As a society, we are fascinated by the wealthy—we constantly scrutinize and analyze their lifestyles and decisions, trying to learn what it is that sets them apart and allows them to be so successful.
Many millionaires or billionaires actually come from middle class backgrounds and they understand value. Even though they have a lot of money to spend, they still make it a priority to make sure they are getting the most “bang for their buck”.
This approach was recently highlighted in the Dallas Business Journal in an article mentioning Texas oil tycoon and billionaire T. Boone Pickens. Pickens chose the Collaborative Process for his most recent divorce not because he is wealthy, but because he understands the value.

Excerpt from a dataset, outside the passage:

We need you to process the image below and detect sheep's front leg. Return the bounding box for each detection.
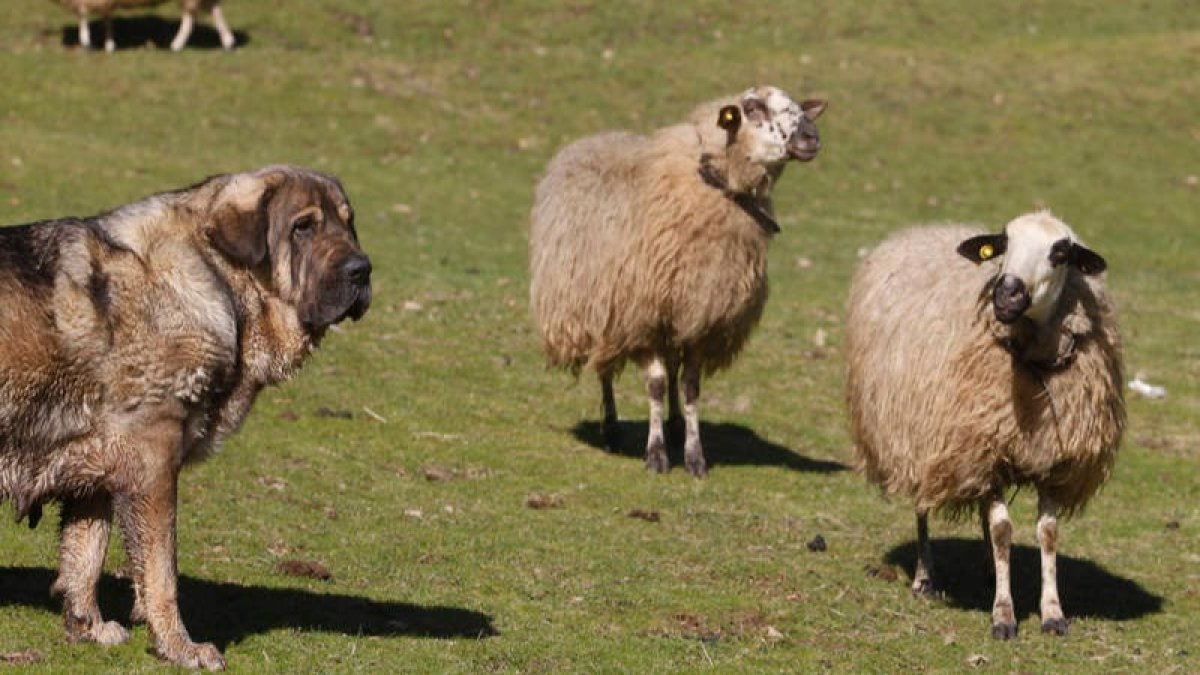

Many perspective clients who are in the beginning stages of shopping around for an attorney question the Team concept when I explain the Collaborative Process—they assume having an entire Team of Collaborative Professionals to help them through their divorce is an extravagance. The truth is, Collaborative provides the best value for the money. Depending on the complexity of the case, the legal fees may end up being the same as if the clients had litigated (though statistics show on average, the average traditional contested divorce takes 18+ months to resolve and costs $30,000, while most Collaborative cases take 6-9 months to resolve, and even with a full team of professionals, cost $15,000 on average), but it saves money in the long term. The family is able to better move forward from the divorce and the couple tends to be more satisfied with the outcome, reducing the likelihood of having to go back to court for post-judgment issues. Consider this: 90% of litigated cases end up back in court, compared to only 10% of cases initially handled within the Collaborative Process.